Green v. SC Probation

Green v. SC Probation
U.S. Court of Appeals for the Fourth Circuit · Decided December 23, 2003

Green v. SC Probation

Opinion

UNPUBLISHED UNITED STATES COURT OF APPEALS FOR THE FOURTH CIRCUIT

No. 03-7632

KENNETH BERNARD GREEN, Plaintiff - Appellant, versus

SOUTH CAROLINA PROBATION, PAROLE AND PARDON SERVICES; SOUTH CAROLINA ADMINISTRATIVE LAW JUDGE DIVISION CLERK, Defendants - Appellees.

Appeal from the United States District Court for the District of South Carolina, at Beaufort. Henry M. Herlong, Jr., District Judge. (CA-03-1629-9-20)

Submitted: December 11, 2003 Decided: December 23, 2003

Before NIEMEYER and MOTZ, Circuit Judges, and HAMILTON, Senior Circuit Judge.

Affirmed by unpublished per curiam opinion.

Kenneth Bernard Green, Appellant Pro Se.

Unpublished opinions are not binding precedent in this circuit.

See Local Rule 36(c).

PER CURIAM: Kenneth Bernard Green appeals the district court’s order dismissing his 42 U.S.C. § 1983 (2000) complaint. The district court referred this case to a magistrate judge pursuant to 28 U.S.C. § 636(b)(1)(B) (2000). The magistrate judge recommended dismissing the case pursuant to the three strikes rule, see 28 U.S.C. § 1915(g) (2000), and advised Green that failure to file timely, specific objections to this recommendation could waive appellate review of a district court order based upon the recommendation. Despite this warning, the majority of Green’s objections to the magistrate judge’s recommendation were nonspecific and irrelevant.

The timely filing of specific objections to a magistrate judge’s recommendation is necessary to preserve appellate review of the substance of that recommendation when the parties have been warned that failure to object will waive appellate review. See Wright v. Collins, 766 F.2d 841, 845-46 (4th Cir. 1985); see also Thomas v. Arn, 474 U.S. 140 (1985).

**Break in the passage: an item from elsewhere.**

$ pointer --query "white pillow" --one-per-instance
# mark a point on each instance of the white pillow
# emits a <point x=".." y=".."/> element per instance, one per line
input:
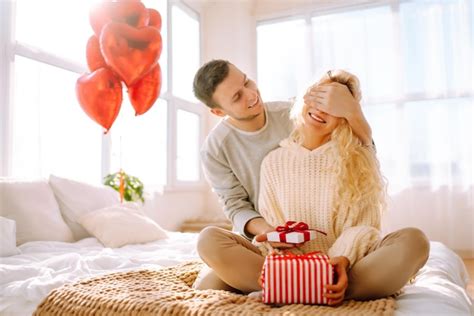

Although the district court found that Green filed a specific objection to the magistrate judge’s determination that Green was not in imminent danger of serious physical harm, we find that Green has waived this issue on appeal by failing to raise it in his informal brief. See 4th Cir. R. 34(b). We further find that Green has waived appellate review of the remainder of his claims by failing to file any other specific

objections after receiving proper notice. Accordingly, we affirm the judgment of the district court.

We dispense with oral argument because the facts and legal contentions are adequately presented in the materials before the court and argument would not aid the decisional process.